Harley's father was a man of few words, and she was appreciative of this. They got along perfectly—both of them simple and to the point. He wouldn't waste her time on inconsequential conversation and details about her life at the castle.
Charlotte, on the other hand, was talking a mile a minute. What was the king like—was he as handsome as all the people said? Did he sing in the hallways during the day? How did he take his tea?
Harley wearily arrived at her bedroom and had the porters stack her crates into the small room beside her bed.
"I'm sure he's handsome enough," Harley finally informed her sister with a sigh. "Yes, he sings at all times of the day, and no, I have no idea how he takes his tea."
Charlotte pouted at her disappointedly. "For being the child whose education served her the best, you certainly know how to waste a good opportunity."
"I have no idea what you mean."
"If I had an ounce of your talent, I might have gone to Damcyan and made a name for myself.
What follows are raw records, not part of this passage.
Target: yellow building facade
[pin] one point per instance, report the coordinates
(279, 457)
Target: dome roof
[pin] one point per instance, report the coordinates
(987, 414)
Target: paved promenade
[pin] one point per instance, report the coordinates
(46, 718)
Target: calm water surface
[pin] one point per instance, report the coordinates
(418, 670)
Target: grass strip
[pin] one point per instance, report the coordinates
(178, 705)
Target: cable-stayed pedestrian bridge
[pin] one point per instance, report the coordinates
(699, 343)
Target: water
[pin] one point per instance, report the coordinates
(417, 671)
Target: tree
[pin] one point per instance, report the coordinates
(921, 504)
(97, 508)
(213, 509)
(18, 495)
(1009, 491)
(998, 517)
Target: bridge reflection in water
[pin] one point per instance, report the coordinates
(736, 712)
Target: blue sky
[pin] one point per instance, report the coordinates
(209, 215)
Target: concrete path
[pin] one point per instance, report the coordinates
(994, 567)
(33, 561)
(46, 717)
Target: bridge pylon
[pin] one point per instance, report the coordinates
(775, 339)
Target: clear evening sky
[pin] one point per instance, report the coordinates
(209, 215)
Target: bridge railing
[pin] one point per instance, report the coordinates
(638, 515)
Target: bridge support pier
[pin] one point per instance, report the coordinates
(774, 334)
I might have even met a nice scribe or clerk by now."
"None of them would meet your criteria," Harley said absently, sorting through the top crate and pulling out her journal. "Besides, their social skills are well below mine, and you would bore yourself with one-sided conversation after only one afternoon."
Charlotte sighed dramatically. "How I've missed you."
Harley looked at her sister and tried to smile. "Haven't you just?"
"I'll let you unpack your library," Charlotte said dryly. "I'll call you when dinner's ready."
Harley watched her sister leave and then turned to her crates, prying them open and pulling out their contents in an efficient and orderly fashion. After all, she had many interviews to conduct in the morning...
One thing Harley did not miss about Kaipo, she decided, was the overabundance of songs heralding Anna. It was bad enough that the king's repertoire of songs featured her almost exclusively, but every halfwit who fancied himself a minstrel sang a ballad to Anna when he came to Kaipo. This meant, of course, a great number of songs about Anna's many fine features, and sadly, some renditions were painfully bad. Harley felt her straight hair curling at some of the performances. And then she sighed on the occasions she was forced to listen to the words.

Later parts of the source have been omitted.